I’m 51. Divorced once. Dating for 4 years since my divorce. I want to get married again. Although my marriage ended in divorce I’m for marriage. I like the team, future common goals, commitment, etc.
My boyfriend does not want to get married. He made that clear since the beginning. Maybe I was/am to afraid to really make it on my own (I do pay all my own bills and own my home)  so he  is excellent for encouraging me to be the best I can be. He helps me with some of my home projects and expenses that he can help me get at a lower cost. He encouraged me to go to school for a trade. I help him with this trade and he pays me. I also work on my own with this trade and I pay him to use his insurance and license. I have my own business (passion) for 26 years which requires me to work those part time jobs to pay the bills. I’m a go getter who is not afraid of hard work.
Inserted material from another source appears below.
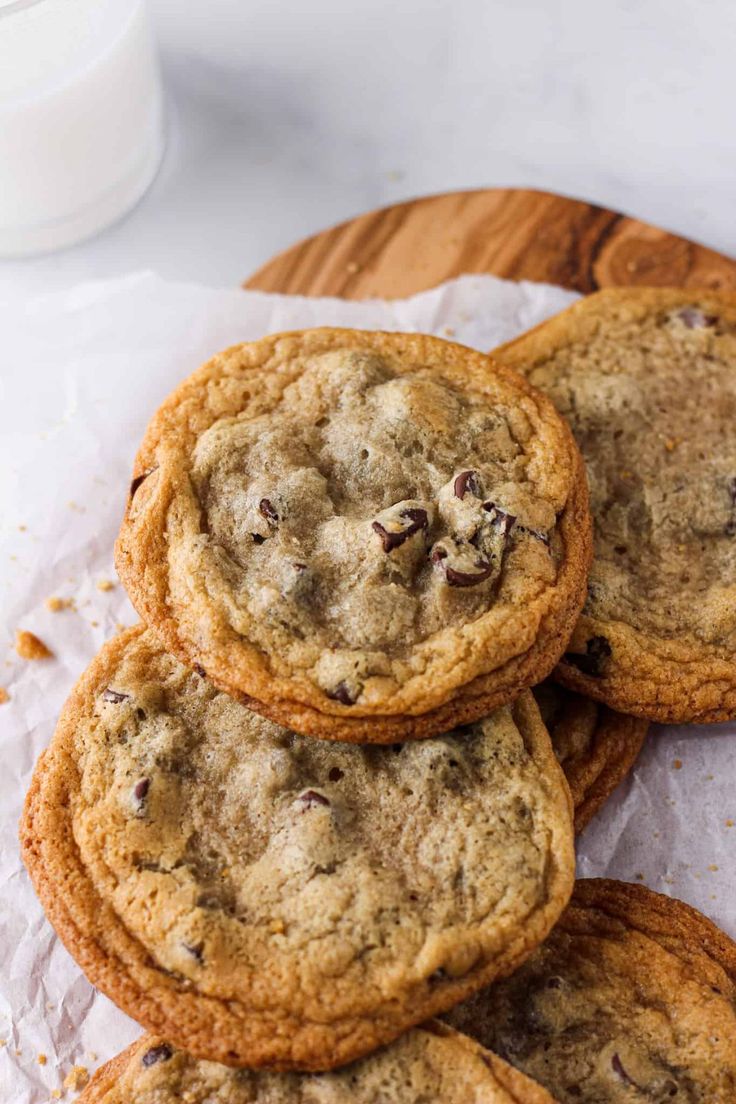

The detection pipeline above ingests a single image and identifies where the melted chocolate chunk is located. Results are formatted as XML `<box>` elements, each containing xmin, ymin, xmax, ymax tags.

We enjoy one another’s company, like to travel on road trips together, like to work together, sleep together closely…. However, I want to get married. Last night he told me that I have a better chance of going to the moon than finding a man who loves me enough to marry me. No men want to get married and I’ll be looking forever. Also men want women who have a job and a home and basically I don’t have that to offer a man. This morning I woke up and realized I’m not happy. I also told him that his words made me feel unworthy of marriage and dismissed my hard work and self supporting ethic. So my question is: Am I over reacting? Do people really want to get married for the sake of being married?

ANSWER:

 

  It’s not often that I find a question refreshing, but I found yours to be so. It is well though out and not irrational. You actually are trying to figure something out and you seem willing to carefully consider both sides. I don’t think you are overreacting and I do think that people really want to get married. The problem you have is that you have invested years hoping this guy would change when all along he has told you he is not interested in marriage. It also sounds from what you say that you won’t be able to change his mind. So you have to decide if you are going to stay or not. I disagree with him about men wanting to get married. Marriage is difficult and many don’t want to have to man up and make the covenant and commitment and thus simply live together with really no commitment. I think it is admirable that you want marriage. The problem is your man doesn’t so what will you do? If you want to get married then you need to break it off and when you do find another guy be very up front with him and ask him what he wants long-term in the relationship. It sounds like you are dating for marriage not for fun, thus you need to find someone who is like-minded.